Vegetables, they say, are not the enemy. But this is a claim they make on behalf of spiders, heights, and open spaces, and yet no one scoffs at those as legitimate objects of fear. My own extensive research on one or two slightly suspect websites confirms my belief that there is documented evidence of the existence of a phobia towards just about everything on this planet, and a few others. But while some phobias are given respect, consideration, millions of dollars in research funding, and clinics of their own, others are dismissed as quirks or ridiculed.

The realisation that my feelings towards vegetables were not in keeping with either cultural norms or dietary RDAs came slowly to me. As a child, my leafy intake was non-existent. The combined efforts of my entire family only barely made it possible for me to submit to the odd starch. Up to the age of about seven, I was perhaps the world’s only campaigning ovo-carnivore (Atkins was out of vogue, and not back in as yet). The Mayo Clinic Diet, taped permanently to the side of our refrigerator, forcing the mass-challenged to consume nine eggs a day, seemed like the tablets from Mt Sinai.

But for all the sermons and ranting I’ve endured over the years, no one, not even the mother who could diagnose everything from measles to psycho-chemical imbalances, saw my diet for what it was, for what I now know it to be: a cry for help. I have, gasp, a condition. I am lachanophobic. An abnormal fear of vegetables. It turns out I’m not just a flesh-glutton, but a truly sick and suffering person.

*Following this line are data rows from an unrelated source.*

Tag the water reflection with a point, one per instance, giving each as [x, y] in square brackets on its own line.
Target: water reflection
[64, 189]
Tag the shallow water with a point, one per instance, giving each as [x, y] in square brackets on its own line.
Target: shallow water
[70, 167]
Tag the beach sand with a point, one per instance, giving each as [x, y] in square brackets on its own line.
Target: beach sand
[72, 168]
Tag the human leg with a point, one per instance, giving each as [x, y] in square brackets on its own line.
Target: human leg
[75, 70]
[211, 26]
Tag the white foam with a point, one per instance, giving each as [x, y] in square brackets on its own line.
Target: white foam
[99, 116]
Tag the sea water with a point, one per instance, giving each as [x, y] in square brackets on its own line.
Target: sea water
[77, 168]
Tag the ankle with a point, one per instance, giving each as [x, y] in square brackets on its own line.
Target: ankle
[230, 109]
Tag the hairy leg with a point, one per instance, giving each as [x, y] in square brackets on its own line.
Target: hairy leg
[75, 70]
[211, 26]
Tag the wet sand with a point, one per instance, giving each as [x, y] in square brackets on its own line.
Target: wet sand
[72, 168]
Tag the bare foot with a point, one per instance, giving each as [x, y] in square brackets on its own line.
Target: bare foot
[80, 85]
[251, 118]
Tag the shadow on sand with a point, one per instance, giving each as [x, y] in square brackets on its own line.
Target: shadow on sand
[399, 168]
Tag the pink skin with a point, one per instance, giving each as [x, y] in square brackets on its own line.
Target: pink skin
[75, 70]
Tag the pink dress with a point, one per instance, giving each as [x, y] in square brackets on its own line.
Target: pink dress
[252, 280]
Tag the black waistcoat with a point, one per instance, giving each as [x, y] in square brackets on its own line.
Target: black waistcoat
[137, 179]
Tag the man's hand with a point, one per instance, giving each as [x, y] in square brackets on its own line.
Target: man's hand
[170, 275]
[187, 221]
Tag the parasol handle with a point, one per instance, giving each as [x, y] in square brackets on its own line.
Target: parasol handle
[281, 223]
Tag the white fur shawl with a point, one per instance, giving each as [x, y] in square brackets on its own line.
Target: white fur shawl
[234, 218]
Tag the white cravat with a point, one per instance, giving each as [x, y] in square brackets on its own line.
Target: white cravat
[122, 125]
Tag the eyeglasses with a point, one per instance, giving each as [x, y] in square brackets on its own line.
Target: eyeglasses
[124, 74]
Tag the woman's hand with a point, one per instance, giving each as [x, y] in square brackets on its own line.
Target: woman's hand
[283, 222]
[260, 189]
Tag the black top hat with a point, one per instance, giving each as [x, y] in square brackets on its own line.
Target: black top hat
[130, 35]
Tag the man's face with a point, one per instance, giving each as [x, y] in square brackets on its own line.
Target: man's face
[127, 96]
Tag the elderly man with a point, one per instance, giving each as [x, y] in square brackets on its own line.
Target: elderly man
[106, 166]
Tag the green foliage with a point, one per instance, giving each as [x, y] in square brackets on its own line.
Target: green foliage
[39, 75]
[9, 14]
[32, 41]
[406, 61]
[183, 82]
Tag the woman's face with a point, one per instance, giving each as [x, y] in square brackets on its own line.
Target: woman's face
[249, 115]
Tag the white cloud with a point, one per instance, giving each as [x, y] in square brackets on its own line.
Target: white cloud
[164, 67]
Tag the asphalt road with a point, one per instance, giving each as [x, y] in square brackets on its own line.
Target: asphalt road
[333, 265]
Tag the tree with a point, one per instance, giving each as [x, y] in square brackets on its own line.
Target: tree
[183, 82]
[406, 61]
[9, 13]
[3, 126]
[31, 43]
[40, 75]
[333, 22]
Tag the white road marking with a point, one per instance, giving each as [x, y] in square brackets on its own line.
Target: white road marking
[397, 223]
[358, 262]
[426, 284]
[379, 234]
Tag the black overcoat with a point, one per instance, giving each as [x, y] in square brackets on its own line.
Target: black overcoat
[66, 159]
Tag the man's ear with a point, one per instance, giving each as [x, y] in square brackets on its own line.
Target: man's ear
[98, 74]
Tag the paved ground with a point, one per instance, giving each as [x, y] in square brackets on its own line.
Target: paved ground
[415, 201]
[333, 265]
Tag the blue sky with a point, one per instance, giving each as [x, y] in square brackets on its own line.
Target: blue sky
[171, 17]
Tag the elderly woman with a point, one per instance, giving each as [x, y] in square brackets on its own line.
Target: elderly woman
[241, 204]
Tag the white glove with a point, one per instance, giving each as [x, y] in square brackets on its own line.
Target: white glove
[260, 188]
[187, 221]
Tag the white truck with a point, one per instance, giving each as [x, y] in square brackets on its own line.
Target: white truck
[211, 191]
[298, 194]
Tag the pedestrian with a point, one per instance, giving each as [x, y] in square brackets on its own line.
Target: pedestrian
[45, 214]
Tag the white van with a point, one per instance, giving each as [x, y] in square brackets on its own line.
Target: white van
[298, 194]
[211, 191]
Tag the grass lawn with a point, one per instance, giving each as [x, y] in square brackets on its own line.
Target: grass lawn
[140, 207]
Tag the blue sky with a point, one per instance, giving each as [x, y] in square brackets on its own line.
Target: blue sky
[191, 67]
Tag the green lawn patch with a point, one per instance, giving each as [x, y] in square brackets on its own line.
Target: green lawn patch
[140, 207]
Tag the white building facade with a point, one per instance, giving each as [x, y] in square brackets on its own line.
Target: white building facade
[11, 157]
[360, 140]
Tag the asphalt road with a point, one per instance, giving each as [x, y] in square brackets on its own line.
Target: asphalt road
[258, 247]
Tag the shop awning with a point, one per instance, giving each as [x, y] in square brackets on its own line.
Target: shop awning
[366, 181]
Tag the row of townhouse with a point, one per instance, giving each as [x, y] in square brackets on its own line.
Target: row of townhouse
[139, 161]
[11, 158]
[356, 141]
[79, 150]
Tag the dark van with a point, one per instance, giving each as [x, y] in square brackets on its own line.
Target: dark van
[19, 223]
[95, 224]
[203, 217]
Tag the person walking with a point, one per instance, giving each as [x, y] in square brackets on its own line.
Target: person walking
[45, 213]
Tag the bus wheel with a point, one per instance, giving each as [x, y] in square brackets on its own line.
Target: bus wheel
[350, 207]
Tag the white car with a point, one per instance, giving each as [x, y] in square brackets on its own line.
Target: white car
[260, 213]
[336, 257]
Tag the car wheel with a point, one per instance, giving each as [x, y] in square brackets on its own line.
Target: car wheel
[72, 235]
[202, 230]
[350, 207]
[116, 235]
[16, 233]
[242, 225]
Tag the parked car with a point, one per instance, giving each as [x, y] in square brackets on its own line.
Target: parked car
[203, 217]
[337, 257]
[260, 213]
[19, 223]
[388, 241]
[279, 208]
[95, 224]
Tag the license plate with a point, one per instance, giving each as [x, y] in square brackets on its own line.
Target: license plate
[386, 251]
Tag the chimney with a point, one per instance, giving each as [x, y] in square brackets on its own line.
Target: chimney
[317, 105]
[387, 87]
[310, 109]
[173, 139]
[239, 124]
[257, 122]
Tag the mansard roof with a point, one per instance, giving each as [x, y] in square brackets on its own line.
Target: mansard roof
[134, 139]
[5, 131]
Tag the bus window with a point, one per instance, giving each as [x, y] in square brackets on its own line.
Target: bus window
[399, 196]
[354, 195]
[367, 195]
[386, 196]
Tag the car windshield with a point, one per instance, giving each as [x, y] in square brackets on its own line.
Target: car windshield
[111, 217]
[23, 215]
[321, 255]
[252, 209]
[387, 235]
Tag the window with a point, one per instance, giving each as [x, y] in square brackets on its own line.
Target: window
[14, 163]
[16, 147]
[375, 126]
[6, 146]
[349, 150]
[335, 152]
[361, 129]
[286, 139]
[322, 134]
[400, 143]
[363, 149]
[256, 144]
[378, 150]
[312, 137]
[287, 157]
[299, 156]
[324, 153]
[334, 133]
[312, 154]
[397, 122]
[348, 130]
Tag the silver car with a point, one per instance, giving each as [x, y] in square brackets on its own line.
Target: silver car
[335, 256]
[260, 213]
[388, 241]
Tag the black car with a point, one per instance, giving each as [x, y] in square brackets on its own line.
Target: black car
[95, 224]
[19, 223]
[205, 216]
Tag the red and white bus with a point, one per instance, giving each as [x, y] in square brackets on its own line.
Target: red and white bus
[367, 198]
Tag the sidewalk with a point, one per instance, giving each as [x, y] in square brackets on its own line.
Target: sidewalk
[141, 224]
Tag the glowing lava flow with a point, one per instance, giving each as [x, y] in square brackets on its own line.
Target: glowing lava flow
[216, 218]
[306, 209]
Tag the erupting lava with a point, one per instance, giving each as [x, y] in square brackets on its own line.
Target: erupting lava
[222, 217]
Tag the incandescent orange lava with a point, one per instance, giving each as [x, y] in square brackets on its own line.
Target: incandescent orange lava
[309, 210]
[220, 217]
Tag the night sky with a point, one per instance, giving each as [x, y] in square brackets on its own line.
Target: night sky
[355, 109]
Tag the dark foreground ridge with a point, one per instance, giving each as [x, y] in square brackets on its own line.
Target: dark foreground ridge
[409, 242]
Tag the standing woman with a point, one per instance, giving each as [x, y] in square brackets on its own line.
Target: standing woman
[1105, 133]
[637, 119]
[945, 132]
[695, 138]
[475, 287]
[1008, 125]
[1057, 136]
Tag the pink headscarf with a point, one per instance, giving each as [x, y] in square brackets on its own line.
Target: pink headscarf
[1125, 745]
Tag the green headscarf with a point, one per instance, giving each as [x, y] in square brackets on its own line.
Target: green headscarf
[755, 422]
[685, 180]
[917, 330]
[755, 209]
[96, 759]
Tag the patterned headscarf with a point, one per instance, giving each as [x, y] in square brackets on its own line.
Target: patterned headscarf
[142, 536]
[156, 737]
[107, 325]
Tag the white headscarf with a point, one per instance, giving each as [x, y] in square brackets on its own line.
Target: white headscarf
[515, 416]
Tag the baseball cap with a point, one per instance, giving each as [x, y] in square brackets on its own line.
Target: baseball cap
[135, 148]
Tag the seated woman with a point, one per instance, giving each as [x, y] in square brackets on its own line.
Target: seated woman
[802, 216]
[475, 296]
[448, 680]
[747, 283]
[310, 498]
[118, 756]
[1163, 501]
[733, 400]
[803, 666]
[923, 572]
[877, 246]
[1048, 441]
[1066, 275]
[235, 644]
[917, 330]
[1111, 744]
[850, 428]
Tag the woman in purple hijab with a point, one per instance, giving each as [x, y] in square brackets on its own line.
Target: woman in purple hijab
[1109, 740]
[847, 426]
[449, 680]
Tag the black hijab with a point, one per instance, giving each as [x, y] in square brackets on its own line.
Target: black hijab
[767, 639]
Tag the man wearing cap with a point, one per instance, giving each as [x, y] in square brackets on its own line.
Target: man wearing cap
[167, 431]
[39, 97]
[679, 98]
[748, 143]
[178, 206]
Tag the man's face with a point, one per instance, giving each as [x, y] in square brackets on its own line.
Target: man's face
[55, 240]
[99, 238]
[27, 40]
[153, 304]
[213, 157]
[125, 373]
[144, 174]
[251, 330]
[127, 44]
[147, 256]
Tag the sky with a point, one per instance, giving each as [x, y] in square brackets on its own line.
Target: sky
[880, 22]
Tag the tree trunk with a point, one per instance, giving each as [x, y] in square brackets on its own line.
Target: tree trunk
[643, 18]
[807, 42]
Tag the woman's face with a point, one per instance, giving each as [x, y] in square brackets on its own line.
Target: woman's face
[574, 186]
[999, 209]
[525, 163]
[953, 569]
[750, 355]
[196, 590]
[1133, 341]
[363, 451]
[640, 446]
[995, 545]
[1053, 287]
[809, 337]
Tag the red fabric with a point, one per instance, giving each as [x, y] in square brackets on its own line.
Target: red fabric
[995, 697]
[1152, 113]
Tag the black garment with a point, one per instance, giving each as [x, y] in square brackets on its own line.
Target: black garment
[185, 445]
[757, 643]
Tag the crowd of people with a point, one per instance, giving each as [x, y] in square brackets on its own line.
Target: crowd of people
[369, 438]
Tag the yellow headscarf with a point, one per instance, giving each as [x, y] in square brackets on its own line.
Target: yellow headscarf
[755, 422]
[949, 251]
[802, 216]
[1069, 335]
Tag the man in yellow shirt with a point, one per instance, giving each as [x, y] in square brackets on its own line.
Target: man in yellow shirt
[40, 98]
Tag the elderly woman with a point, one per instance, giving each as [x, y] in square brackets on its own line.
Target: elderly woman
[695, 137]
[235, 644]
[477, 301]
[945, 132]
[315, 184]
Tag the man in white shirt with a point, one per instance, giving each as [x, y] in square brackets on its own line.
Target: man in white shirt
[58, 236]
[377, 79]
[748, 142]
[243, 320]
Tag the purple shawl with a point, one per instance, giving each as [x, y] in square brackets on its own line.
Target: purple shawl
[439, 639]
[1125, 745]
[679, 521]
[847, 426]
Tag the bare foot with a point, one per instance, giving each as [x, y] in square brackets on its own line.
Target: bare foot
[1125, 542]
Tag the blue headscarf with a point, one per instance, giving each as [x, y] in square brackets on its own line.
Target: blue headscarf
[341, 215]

There is something vastly reassuring about being able to put a name to a problem, and an impressive medical-sounding one is all the better. The medical profession is a source of great comfort to me. Whether there is a cure or not is not terribly important; once they know about the problem there’s always the possibility of drugs and, at the very least, if the situation is likely to prove fatal (or, worse, painful), they’ll be sure to let me know.

Nor is the significance of this particular name lost on me. The phonetic similarity to my own name is shocking. My friends think it is a joke (Google it if you too need evidence), and I suspect that my vegetarian siblings will soon be writing to the relevant authorities to lobby for a name change.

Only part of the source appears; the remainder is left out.